電話会談とは言え、両首脳の言動が世界の今後を決めるだけに各国が強い関心を示した。
経済力と軍事力で世界を席巻するアメリカと中国。だが、政治体制は民主主義と一党独裁体制と大きく違う。それだけにトランプ前政権では激しく対立し、「新冷戦」と習氏が指摘するほど緊張が高まった。
アメリカは今後、中国にどう対応していくのか。中国は台湾への威嚇、香港の民主派弾圧、南シナ海への軍事的進出と反国際的な態度を取り続けるのか。米中の行方を今回の会談から読み取りたい。
習近平氏は冷戦解消に取り組む姿勢をアピールしたが…
電話会談が行われたのは、中国の春節(旧正月)の大みそかだった。会談は2時間にわたって行われた。バイデン氏が「中国の繁栄を願う」と新年のあいさつを送ると、習氏はバイデン氏の大統領就任への祝意を述べた。スタートは穏やかだった。
その後、習氏は「あなた(バイデン大統)はアメリカの最大の特徴が『可能性』だと言うが、その可能性を中国との関係にも役立ててほしい」と呼びかけ、米中の「対話と協力」をこう求めた。

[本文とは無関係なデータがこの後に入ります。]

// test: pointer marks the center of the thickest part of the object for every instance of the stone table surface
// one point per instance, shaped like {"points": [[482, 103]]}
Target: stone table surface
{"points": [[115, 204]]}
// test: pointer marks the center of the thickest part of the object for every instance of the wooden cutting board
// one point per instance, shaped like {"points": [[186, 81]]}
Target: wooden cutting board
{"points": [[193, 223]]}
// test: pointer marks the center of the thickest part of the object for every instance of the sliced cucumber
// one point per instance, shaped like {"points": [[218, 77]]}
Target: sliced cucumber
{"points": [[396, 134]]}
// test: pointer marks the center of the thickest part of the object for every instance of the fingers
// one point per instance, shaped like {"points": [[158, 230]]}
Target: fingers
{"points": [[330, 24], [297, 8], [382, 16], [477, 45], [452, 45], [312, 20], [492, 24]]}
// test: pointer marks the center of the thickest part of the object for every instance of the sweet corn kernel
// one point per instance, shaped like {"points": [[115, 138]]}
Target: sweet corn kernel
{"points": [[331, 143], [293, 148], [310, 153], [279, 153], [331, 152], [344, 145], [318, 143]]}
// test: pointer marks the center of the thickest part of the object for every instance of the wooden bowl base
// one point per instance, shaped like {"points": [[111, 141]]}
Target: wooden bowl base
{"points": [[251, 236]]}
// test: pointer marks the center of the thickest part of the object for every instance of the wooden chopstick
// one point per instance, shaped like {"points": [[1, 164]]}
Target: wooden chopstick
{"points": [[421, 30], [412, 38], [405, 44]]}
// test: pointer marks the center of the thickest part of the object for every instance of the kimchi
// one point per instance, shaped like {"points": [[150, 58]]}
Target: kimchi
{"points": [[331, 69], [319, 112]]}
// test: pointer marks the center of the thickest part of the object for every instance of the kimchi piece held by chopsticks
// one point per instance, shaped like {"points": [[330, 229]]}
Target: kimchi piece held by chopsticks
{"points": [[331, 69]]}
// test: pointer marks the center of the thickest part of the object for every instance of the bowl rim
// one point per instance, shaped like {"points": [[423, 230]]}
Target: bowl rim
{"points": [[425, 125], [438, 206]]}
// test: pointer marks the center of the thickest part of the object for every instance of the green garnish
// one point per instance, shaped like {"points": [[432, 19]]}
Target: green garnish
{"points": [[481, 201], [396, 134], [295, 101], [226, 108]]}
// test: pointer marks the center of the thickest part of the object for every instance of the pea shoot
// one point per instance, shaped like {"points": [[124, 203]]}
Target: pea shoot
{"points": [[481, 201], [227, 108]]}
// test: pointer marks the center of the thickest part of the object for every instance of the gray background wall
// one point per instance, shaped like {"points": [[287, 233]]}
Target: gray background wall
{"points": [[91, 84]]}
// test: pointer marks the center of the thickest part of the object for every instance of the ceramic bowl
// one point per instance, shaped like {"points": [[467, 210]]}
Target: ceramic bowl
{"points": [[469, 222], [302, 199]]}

「中国とアメリカが協力すればお互いの利益となる。逆に争えばともに傷つく。世界の災難でもある。協力が唯一の正しい選択だ。中米は対立せず、互いに尊重すべきだ」
しかし、会談でバイデン氏は習氏の求めには応じず、距離を置いた。具体的にはバイデン氏は「自由で開かれたインド太平洋」について維持していくことが「優先される」と強調し、香港と台湾の問題に対してはアメリカの「根本的な懸念だ」と訴えた。